Practical Considerations

Requirements & Timeline

Regulatory Requirements

  • Minimum 2 directors, at least 2 of whom must be resident in Mauritius
  • Qualified Company Secretary (FSC-approved)
  • Registered office maintained in Mauritius
  • Annual audited accounts prepared under IFRS
  • Corporate tax returns filed with the Mauritius Revenue Authority
  • Demonstrable substance in Mauritius including active management and control
  • AML/CFT compliance programme in place from incorporation
  • Annual FATCA/CRS reporting obligations where applicable

Indicative Timeline

  • Company Incorporation: 5–7 business days from submission of complete documentation to the Registrar of Companies
  • FSC Licence: 4–6 weeks from submission of a complete application, subject to FSC processing timelines and any queries
  • Banking: 4–10 weeks depending on the institution selected, the nature of the business, and the completeness of the KYC package
  • Full Operational Status: Typically 8–12 weeks from initial engagement to a fully licensed, banked entity

Common Questions

Frequently Asked Questions

A GBC is a tax-resident entity in Mauritius and has access to the country's full network of Double Taxation Avoidance Agreements. It requires an FSC licence and must meet substance requirements. An Authorised Company (AC), by contrast, is not considered a Mauritius tax resident, it is a non-resident vehicle that cannot benefit from DTAAs and carries a lighter regulatory and cost burden.
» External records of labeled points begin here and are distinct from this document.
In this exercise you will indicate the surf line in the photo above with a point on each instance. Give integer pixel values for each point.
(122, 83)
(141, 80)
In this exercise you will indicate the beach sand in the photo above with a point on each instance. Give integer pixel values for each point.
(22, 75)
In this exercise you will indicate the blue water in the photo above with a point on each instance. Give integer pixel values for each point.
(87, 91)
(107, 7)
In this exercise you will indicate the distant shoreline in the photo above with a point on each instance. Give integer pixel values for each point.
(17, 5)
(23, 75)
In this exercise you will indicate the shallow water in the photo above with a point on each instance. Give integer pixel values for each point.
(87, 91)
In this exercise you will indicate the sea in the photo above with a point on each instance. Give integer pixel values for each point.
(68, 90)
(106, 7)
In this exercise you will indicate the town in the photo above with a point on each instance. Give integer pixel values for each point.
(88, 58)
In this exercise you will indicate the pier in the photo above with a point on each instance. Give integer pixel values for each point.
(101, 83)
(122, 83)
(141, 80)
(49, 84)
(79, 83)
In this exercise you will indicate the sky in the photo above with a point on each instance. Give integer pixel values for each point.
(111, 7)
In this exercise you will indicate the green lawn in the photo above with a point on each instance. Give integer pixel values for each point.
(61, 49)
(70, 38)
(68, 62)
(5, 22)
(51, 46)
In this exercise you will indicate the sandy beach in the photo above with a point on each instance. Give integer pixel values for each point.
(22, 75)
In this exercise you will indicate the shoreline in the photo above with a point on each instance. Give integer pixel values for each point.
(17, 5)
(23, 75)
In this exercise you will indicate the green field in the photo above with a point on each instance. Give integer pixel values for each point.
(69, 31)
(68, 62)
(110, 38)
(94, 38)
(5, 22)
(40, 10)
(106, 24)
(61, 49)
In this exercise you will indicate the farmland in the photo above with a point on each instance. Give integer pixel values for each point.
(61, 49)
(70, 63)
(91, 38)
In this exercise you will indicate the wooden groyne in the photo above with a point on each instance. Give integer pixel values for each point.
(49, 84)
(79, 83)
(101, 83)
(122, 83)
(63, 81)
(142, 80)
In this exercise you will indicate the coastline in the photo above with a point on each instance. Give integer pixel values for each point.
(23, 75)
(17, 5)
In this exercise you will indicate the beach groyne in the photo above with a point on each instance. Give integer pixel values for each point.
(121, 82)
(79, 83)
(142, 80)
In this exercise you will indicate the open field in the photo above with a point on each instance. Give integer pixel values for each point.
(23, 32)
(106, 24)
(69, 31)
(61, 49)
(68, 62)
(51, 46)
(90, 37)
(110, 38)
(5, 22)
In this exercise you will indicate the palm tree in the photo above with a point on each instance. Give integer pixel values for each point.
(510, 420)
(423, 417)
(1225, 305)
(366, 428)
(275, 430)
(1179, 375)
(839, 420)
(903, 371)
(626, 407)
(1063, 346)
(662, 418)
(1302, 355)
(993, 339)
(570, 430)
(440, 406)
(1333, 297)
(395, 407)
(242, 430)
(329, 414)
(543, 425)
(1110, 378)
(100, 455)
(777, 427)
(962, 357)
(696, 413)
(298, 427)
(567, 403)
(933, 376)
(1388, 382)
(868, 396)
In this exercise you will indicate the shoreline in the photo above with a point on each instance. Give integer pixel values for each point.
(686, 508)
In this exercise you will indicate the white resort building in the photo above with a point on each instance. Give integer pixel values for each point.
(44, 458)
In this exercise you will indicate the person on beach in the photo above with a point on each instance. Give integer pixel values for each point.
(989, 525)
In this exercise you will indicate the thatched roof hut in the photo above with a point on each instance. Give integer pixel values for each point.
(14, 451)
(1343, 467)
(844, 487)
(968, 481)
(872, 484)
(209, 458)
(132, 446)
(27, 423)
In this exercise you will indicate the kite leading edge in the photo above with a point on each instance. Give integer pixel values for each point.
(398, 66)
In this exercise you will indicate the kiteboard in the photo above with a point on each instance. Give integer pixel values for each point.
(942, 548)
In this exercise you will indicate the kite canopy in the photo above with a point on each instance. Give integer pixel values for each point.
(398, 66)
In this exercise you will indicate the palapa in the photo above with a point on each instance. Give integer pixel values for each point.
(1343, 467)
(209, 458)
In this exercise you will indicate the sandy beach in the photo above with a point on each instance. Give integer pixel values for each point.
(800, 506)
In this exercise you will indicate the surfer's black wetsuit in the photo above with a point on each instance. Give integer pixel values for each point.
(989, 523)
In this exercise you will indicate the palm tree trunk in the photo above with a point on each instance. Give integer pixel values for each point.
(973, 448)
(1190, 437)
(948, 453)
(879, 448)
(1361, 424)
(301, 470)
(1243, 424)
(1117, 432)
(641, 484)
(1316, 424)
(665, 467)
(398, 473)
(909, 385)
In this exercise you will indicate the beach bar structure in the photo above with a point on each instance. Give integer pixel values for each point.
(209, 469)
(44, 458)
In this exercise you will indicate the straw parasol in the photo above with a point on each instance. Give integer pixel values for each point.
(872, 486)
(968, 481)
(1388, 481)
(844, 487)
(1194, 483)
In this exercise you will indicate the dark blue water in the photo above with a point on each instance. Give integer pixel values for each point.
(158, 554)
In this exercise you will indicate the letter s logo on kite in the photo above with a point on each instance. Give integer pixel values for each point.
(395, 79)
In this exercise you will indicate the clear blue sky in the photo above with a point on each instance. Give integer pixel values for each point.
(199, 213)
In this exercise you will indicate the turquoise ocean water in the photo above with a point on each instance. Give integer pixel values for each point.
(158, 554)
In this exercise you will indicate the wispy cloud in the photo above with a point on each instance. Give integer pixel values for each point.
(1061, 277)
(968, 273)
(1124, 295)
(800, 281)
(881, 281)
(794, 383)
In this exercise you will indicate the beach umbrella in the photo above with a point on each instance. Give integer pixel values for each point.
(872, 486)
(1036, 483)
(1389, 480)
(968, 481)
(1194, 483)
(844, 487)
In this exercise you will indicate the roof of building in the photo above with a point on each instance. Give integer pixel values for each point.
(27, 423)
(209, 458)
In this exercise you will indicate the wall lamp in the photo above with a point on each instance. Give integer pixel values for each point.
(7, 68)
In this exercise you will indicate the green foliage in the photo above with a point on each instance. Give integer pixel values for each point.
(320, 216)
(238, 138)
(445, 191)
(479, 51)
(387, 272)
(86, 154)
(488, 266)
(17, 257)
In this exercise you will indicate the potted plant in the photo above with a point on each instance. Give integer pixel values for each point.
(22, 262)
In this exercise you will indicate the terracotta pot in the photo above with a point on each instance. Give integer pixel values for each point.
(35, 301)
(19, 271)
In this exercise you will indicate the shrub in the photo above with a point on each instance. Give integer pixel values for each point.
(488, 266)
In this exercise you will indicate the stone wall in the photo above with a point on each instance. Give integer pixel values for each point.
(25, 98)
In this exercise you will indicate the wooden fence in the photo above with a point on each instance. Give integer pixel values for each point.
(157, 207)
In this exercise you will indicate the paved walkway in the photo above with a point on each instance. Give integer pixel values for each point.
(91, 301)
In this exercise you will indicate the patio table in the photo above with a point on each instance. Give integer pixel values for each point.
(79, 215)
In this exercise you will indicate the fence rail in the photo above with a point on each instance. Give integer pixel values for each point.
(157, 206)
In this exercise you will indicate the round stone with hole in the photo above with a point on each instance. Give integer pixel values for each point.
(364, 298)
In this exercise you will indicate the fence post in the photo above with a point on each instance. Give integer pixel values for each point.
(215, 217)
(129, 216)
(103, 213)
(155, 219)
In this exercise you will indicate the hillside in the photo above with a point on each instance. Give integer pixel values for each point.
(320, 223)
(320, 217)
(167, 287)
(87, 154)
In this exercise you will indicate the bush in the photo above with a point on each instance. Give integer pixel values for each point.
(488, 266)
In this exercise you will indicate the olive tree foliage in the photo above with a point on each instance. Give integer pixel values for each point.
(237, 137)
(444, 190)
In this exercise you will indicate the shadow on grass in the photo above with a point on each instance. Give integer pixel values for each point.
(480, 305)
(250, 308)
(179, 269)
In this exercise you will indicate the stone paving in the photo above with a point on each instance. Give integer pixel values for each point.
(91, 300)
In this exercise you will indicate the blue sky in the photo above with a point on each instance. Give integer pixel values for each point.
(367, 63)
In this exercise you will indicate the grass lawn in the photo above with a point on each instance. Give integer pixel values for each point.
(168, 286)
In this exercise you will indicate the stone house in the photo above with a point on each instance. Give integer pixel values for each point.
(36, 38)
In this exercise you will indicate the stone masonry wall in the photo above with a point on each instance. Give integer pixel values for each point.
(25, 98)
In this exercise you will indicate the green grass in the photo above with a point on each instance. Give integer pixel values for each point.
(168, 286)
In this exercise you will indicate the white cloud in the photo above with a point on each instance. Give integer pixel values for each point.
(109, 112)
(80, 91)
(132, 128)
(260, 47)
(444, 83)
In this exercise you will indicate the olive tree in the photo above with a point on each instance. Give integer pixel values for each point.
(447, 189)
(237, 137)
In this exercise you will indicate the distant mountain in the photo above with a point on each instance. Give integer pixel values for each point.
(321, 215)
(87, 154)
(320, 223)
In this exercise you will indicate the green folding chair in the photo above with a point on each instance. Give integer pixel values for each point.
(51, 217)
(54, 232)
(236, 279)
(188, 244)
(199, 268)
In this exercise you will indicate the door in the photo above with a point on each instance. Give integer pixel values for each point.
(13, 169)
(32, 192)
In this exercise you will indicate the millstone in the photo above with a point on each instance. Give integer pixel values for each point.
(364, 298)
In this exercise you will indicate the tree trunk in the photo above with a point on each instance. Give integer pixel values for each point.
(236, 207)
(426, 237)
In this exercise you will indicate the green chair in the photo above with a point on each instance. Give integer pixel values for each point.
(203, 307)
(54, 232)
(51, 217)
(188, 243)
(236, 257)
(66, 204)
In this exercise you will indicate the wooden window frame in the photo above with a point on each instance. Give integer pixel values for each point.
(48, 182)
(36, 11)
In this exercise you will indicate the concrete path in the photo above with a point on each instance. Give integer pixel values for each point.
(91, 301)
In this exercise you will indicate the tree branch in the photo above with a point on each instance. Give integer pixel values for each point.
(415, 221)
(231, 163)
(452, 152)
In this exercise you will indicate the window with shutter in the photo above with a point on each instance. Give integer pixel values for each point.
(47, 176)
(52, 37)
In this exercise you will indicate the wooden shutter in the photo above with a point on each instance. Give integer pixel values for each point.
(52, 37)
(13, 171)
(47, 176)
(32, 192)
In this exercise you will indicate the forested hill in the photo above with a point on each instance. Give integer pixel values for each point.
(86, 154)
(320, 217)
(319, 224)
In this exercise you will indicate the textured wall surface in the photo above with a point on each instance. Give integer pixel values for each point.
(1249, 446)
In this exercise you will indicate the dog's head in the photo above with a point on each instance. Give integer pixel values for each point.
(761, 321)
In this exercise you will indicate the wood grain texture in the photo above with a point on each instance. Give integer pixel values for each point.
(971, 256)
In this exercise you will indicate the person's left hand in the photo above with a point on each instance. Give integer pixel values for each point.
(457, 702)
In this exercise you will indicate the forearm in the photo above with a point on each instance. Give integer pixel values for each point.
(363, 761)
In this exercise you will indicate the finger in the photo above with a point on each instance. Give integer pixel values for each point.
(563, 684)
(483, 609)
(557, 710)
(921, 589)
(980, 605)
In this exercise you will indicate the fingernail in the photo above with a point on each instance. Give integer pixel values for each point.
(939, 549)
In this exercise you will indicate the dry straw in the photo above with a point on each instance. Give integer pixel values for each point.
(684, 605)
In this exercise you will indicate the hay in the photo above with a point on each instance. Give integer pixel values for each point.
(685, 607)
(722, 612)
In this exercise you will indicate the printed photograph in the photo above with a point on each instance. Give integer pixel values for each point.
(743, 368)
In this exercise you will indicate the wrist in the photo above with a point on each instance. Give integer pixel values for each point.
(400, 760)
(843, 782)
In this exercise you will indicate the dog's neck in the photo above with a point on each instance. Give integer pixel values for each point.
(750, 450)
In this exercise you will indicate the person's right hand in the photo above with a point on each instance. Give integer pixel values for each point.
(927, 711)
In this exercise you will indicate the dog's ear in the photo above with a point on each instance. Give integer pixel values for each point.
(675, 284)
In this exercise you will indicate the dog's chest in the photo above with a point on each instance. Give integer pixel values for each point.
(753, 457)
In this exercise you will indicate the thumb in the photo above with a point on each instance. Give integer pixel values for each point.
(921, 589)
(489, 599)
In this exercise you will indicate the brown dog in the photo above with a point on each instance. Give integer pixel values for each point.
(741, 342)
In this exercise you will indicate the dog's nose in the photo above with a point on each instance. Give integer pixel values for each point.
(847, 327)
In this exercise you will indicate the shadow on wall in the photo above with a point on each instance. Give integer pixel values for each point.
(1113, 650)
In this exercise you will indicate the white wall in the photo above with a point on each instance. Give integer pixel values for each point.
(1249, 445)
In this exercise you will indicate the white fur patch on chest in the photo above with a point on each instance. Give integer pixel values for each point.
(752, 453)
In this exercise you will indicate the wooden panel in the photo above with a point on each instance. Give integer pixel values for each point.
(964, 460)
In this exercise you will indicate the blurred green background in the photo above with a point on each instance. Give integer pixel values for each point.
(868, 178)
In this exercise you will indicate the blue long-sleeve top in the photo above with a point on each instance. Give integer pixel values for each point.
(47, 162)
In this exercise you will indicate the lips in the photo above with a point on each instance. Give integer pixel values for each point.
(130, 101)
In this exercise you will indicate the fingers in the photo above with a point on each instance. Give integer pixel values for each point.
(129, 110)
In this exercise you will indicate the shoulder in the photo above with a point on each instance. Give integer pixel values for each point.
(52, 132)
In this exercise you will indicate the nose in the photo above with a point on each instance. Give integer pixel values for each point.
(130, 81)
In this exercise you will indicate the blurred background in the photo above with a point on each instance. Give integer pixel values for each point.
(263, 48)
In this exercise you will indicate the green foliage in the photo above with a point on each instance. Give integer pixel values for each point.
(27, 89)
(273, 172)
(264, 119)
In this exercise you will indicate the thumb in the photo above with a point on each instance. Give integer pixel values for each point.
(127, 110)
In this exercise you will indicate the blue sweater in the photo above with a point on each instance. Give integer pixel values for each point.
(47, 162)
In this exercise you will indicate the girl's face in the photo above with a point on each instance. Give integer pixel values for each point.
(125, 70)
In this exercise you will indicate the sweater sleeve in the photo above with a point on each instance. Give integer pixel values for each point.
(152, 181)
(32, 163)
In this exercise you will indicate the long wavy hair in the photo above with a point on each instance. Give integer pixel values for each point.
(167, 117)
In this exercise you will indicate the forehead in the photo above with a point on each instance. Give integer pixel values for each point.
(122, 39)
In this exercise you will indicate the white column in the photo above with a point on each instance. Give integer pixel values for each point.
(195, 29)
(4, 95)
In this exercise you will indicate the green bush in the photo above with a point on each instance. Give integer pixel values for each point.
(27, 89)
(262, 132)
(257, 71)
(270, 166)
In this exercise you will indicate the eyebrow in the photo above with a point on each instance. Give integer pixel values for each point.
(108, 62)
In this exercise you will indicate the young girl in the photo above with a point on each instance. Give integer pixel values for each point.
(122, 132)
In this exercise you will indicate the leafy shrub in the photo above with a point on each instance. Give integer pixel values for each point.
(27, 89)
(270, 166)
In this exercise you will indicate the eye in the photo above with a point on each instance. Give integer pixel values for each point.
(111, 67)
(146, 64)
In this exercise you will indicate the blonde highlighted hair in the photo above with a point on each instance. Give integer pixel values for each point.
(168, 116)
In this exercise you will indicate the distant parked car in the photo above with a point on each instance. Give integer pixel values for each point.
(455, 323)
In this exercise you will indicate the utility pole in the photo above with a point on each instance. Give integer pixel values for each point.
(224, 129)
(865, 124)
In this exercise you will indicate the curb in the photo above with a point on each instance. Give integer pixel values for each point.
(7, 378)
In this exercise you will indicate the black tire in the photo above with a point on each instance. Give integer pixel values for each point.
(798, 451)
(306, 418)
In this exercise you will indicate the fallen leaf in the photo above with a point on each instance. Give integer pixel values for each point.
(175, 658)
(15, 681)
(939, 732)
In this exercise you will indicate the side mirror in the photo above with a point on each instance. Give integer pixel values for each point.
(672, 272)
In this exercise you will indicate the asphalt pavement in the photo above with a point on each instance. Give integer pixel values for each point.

The appropriate structure depends entirely on whether treaty access is commercially important to the client's objectives.
A GBC is subject to Mauritius corporate income tax at 15% on chargeable income. However, an 80% partial exemption is available on certain categories of qualifying income, including dividends, interest, royalties, and capital gains on shares, reducing the effective rate on those streams to 3%. The GBC files annual corporate tax returns with the Mauritius Revenue Authority and may also have FATCA and CRS reporting obligations depending on its activities and shareholder base.
Yes. A GBC may hold bank accounts both in Mauritius and internationally. In practice, the primary operating account will typically be held with a Mauritian bank, which may also provide multi-currency facilities and international payment capabilities. For certain business models, accounts may additionally be established at reputable international institutions in other jurisdictions, subject to each bank's own acceptance criteria and due diligence requirements.
The FSC requires that a GBC demonstrate genuine substance in Mauritius. This includes: having at least two resident directors who actively participate in board decisions; holding board meetings in Mauritius with appropriate documentation; maintaining accounting records and corporate books in Mauritius; and ensuring that core income-generating activities and key management decisions occur within the jurisdiction. Aurevya's board services and governance practice ensures that all substance obligations are met systematically and documented appropriately.
From the point of engagement, the typical timeline to a fully licensed and banked GBC is 8–12 weeks. Company incorporation takes 5–7 business days; the FSC licence application typically requires 4–6 weeks for processing; and banking establishment adds a further 4–10 weeks depending on the institution and the completeness of the client's KYC documentation. Aurevya's streamlined process and established relationships compress these timelines wherever possible.